༄ Lee Felix:
"Felix?"
Gözlerim tam karşımda kahve makinesinden kahve almaya çalışan uzun boylu, siyah saçlı çocuğu izliyordu. Her zamanki gibi lattesini almış, Jisung'un yanına oturmuştu.
Bir yandan orman meyveli meyve suyumu içerken gözümü bir dakika bile kırpmıyordum.
"Jisung sizin sınıftaydı değil mi Seungmin?"
Sonunda onunla konuşmuştum, Seungmin'e baktım. Bana gözlerini küçülttü ve dudaklarını büzdü.
"Benim varlığımı yeni hatırladın ve ilk sorduğun soru bu mu?"
Gözlerimi kaçırdım ve Hyunjin'in olduğu tarafa geri baktım. Gülerken bir yandan Jisung'un sırtını ovuyordu, içim huzursuz bir hâle büründü ve pür dikkat yine izlemeye başlamıştım.
"Felix en azından kaşlarını serbest bıraksan? Çok kaş çatan çabuk yaşlanırmış."
"Seungmin aralarında bir ilişki var mıdır?"
Meraklı bakışlarımla Seungmin'e baktım, dudaklarını büzüp ellerini iki tarafında tutup 'bilmiyorum' işareti yapmıştı.
"Yanına gitsem?"
"Ne diyeceksin gidince?"
Aklıma gelen fikirle yüzümde bir gülümseme oldu.
"Bana meyve suyu ısmarlamıştı ben de meyve suyu alıp yanına gidip vereceğim."

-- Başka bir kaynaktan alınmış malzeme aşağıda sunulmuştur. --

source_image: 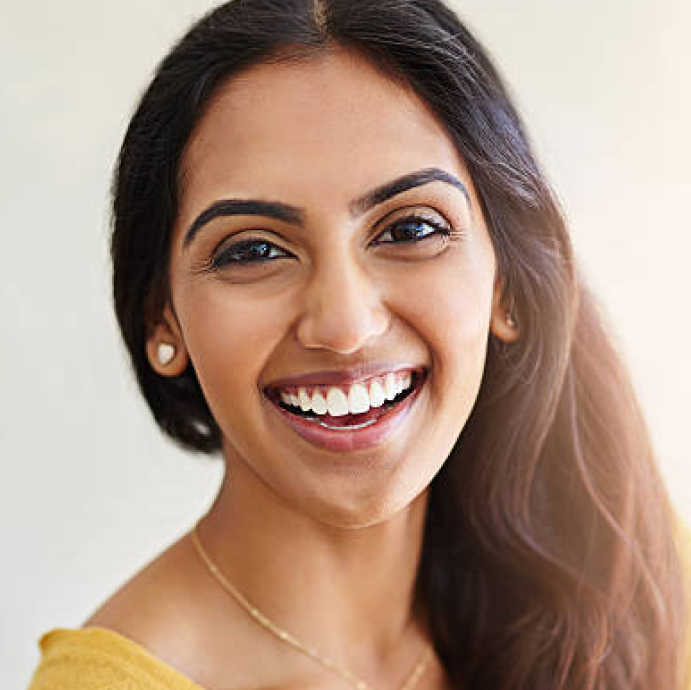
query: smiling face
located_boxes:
[148,51,512,526]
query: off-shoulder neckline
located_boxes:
[39,626,207,690]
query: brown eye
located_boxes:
[376,215,451,244]
[212,239,287,269]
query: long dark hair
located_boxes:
[112,0,685,690]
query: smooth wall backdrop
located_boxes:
[0,0,691,688]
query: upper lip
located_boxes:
[265,362,425,389]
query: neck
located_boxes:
[199,452,427,667]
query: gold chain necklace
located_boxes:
[192,520,431,690]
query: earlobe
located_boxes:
[490,281,520,343]
[146,306,189,376]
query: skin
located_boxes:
[86,50,517,690]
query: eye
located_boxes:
[375,214,451,244]
[211,239,288,269]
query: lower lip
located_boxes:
[270,378,425,453]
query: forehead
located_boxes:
[181,50,470,228]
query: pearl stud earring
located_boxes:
[156,343,175,366]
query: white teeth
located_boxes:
[326,387,348,417]
[348,383,369,414]
[384,374,398,400]
[298,388,312,412]
[369,379,386,407]
[312,391,328,414]
[280,372,412,417]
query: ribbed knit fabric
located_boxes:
[29,628,204,690]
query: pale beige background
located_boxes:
[0,0,691,688]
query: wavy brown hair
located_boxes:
[112,0,685,690]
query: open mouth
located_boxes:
[265,369,426,430]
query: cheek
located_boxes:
[179,285,286,418]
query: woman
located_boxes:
[25,0,685,690]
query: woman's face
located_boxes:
[154,52,507,527]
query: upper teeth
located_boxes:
[279,371,412,417]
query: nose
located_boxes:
[297,253,390,355]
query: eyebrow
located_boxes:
[182,168,470,249]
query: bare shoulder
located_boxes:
[82,535,263,690]
[82,536,207,660]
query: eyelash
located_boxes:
[206,214,463,271]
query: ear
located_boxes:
[146,304,189,376]
[490,278,520,343]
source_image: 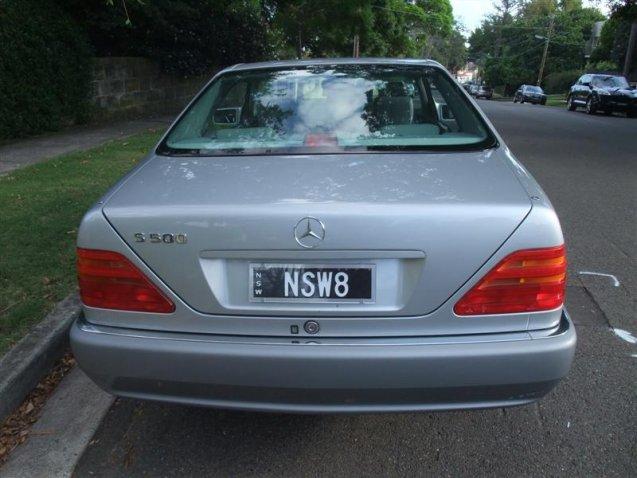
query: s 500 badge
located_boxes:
[134,232,188,244]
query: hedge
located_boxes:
[0,0,92,139]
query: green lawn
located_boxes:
[0,132,159,355]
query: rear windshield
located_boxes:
[158,65,494,155]
[591,76,629,88]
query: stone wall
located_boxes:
[92,57,212,119]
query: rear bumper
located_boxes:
[599,96,637,112]
[71,314,576,413]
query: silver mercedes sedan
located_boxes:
[71,59,576,413]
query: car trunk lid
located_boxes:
[103,149,531,324]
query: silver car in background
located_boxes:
[71,59,576,413]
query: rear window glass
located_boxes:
[158,65,494,155]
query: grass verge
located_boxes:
[0,132,159,355]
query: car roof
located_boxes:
[220,58,443,73]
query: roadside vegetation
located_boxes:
[0,132,159,355]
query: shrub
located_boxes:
[65,0,270,76]
[544,70,583,93]
[0,0,91,138]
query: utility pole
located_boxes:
[537,14,555,86]
[624,21,637,78]
[352,35,361,58]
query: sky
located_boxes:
[451,0,608,32]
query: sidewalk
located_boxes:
[0,116,172,175]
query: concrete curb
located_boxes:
[0,293,81,423]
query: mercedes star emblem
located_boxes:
[294,216,325,249]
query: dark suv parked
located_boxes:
[566,74,637,118]
[513,85,546,105]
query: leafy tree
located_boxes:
[263,0,453,57]
[590,0,637,71]
[469,0,604,94]
[422,23,467,72]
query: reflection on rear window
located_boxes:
[159,65,493,155]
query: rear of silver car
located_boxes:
[71,60,576,412]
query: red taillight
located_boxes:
[453,245,566,315]
[77,248,175,313]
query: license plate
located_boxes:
[250,264,375,303]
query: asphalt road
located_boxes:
[75,101,637,476]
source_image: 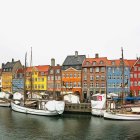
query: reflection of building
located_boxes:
[0,69,2,92]
[48,59,61,95]
[12,68,24,93]
[62,51,86,96]
[128,58,140,96]
[25,65,49,92]
[2,59,22,92]
[107,59,130,94]
[82,54,108,99]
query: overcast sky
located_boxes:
[0,0,140,65]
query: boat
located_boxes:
[11,100,65,116]
[11,50,65,116]
[104,49,140,121]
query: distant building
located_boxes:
[12,68,24,93]
[2,59,22,92]
[47,65,61,96]
[82,54,108,99]
[128,58,140,96]
[62,51,86,97]
[107,59,130,95]
[25,65,50,93]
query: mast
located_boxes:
[24,52,27,103]
[30,47,33,99]
[121,48,124,104]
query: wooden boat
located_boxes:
[11,101,65,116]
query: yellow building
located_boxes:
[2,59,22,92]
[26,65,49,93]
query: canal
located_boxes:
[0,107,140,140]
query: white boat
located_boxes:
[91,93,106,116]
[11,101,65,116]
[104,112,140,121]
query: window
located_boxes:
[101,67,105,72]
[90,75,93,81]
[89,68,93,72]
[96,67,99,72]
[96,75,100,80]
[84,75,87,80]
[93,61,96,66]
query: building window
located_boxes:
[90,75,94,81]
[89,68,93,72]
[95,67,99,72]
[101,67,105,72]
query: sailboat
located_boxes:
[104,49,140,121]
[11,49,65,116]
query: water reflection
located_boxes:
[0,108,140,140]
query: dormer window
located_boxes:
[100,61,104,64]
[111,61,115,65]
[93,61,96,65]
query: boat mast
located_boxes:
[121,48,124,105]
[24,52,27,103]
[30,47,33,99]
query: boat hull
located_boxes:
[11,102,63,116]
[104,112,140,121]
[91,109,105,117]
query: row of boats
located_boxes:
[0,92,140,120]
[91,94,140,120]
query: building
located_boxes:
[62,51,86,97]
[12,68,24,93]
[82,54,108,99]
[2,59,22,92]
[25,65,50,93]
[107,59,130,95]
[128,58,140,96]
[48,59,62,96]
[0,69,2,92]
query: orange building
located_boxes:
[62,51,86,97]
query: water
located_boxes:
[0,107,140,140]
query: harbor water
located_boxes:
[0,107,140,140]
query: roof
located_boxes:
[63,55,86,66]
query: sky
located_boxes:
[0,0,140,65]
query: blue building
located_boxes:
[107,59,130,95]
[12,69,24,93]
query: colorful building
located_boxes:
[128,58,140,96]
[2,59,22,92]
[48,59,61,96]
[25,65,50,93]
[82,54,108,99]
[0,69,2,92]
[12,68,24,93]
[107,59,130,95]
[62,51,86,97]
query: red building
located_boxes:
[128,58,140,96]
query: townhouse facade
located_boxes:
[129,58,140,96]
[2,59,23,92]
[47,59,62,96]
[25,65,50,93]
[82,54,108,99]
[61,51,86,97]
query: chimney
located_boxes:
[95,53,99,58]
[51,58,55,66]
[75,51,78,57]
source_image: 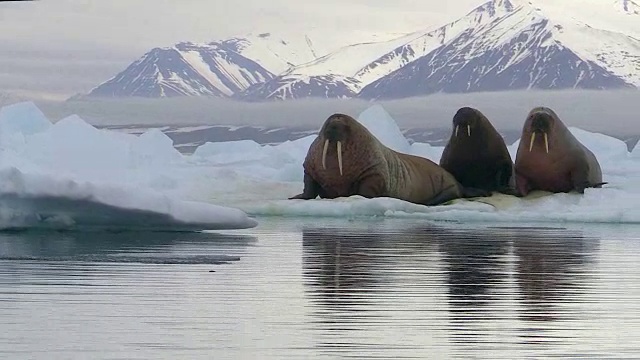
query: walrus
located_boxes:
[440,106,515,194]
[289,113,486,205]
[515,106,606,196]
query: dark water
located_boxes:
[0,219,640,359]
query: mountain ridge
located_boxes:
[88,0,640,101]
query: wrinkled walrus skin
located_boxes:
[290,114,485,205]
[515,107,606,196]
[440,107,515,194]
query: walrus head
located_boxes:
[453,106,480,138]
[528,108,556,154]
[320,114,359,175]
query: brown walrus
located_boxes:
[289,114,486,205]
[440,106,515,194]
[515,106,606,196]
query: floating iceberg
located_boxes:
[0,103,640,226]
[0,103,257,231]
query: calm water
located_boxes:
[0,219,640,359]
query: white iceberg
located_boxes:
[5,103,640,229]
[0,103,257,231]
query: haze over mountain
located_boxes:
[89,0,640,101]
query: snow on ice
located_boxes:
[0,99,640,230]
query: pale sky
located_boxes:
[0,0,485,98]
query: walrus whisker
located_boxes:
[544,132,549,154]
[336,141,342,176]
[322,139,329,170]
[529,132,536,152]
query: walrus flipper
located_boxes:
[356,174,389,199]
[289,172,321,200]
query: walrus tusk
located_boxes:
[322,139,329,170]
[544,133,549,154]
[336,141,342,176]
[529,132,536,152]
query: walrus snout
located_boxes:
[531,113,551,132]
[529,113,551,154]
[324,121,349,142]
[453,106,478,137]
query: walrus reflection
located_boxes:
[302,228,435,310]
[438,229,509,312]
[513,229,598,321]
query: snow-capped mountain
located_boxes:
[358,0,640,99]
[85,0,640,101]
[89,33,324,97]
[235,74,359,101]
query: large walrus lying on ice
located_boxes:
[290,114,488,205]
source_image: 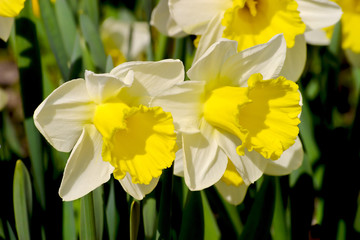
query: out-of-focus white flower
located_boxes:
[0,0,25,41]
[100,18,150,66]
[305,0,360,67]
[34,60,184,201]
[150,0,342,80]
[153,35,303,204]
[0,88,8,111]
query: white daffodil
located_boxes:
[0,88,8,111]
[0,0,25,41]
[305,0,360,67]
[100,18,150,66]
[153,35,303,204]
[150,0,341,80]
[34,60,184,201]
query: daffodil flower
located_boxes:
[153,35,303,198]
[100,18,150,66]
[305,0,360,67]
[34,60,184,201]
[0,88,8,111]
[0,0,25,41]
[150,0,341,80]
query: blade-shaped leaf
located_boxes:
[240,176,275,240]
[13,160,32,239]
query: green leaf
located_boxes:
[105,55,114,72]
[39,0,69,80]
[62,202,77,240]
[13,160,32,239]
[93,186,104,239]
[3,111,25,157]
[179,191,204,240]
[143,196,156,239]
[201,191,221,240]
[272,177,290,240]
[80,14,106,72]
[80,192,97,240]
[80,0,99,27]
[157,166,173,239]
[240,176,275,240]
[130,201,140,240]
[55,0,77,58]
[69,31,84,79]
[106,180,120,240]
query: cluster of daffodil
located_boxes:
[29,0,346,207]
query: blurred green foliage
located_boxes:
[0,0,360,240]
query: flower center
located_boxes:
[94,103,177,184]
[221,0,305,51]
[204,74,301,160]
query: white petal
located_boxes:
[215,130,268,185]
[169,0,232,35]
[264,137,304,176]
[59,124,114,201]
[297,0,342,29]
[221,34,286,86]
[119,173,159,200]
[304,29,330,46]
[280,35,306,82]
[110,59,184,96]
[215,180,248,205]
[0,16,14,42]
[150,0,187,37]
[150,81,204,133]
[174,149,184,177]
[85,70,134,103]
[183,121,228,191]
[187,40,237,81]
[193,13,225,62]
[34,79,95,152]
[344,49,360,68]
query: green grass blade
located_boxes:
[179,191,204,240]
[39,0,69,80]
[63,202,77,240]
[201,191,221,240]
[143,196,156,239]
[130,201,140,240]
[157,166,173,239]
[106,181,120,240]
[93,186,104,239]
[80,192,97,240]
[13,160,32,240]
[240,176,275,240]
[55,0,76,58]
[80,14,106,72]
[272,177,290,240]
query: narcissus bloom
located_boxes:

Seungmin dudaklarını büzdü ve başını hafifçe iki yana salladı; bu onun 'kafama yattı, mantıklı' hareketiydi.
"Selam gençler."
Chan-hyung aramıza teftiş etmişti, Seungmin genişçe gülümsedi ve yanındaki sandalyeyi biraz çekti, oraya oturması için işaretiydi bu.
"Selam hyung, ama ben kısa bir süreliğine kaçacağım."
Chan hyung Hyunjin'i fark edince gülümsedi.
"Uzaktan bakışlarınla yiyordun baya, git bakalım."
Ellerimi açık kalan ağzımın üstünde tuttum ve gözlerimi büyüttüm.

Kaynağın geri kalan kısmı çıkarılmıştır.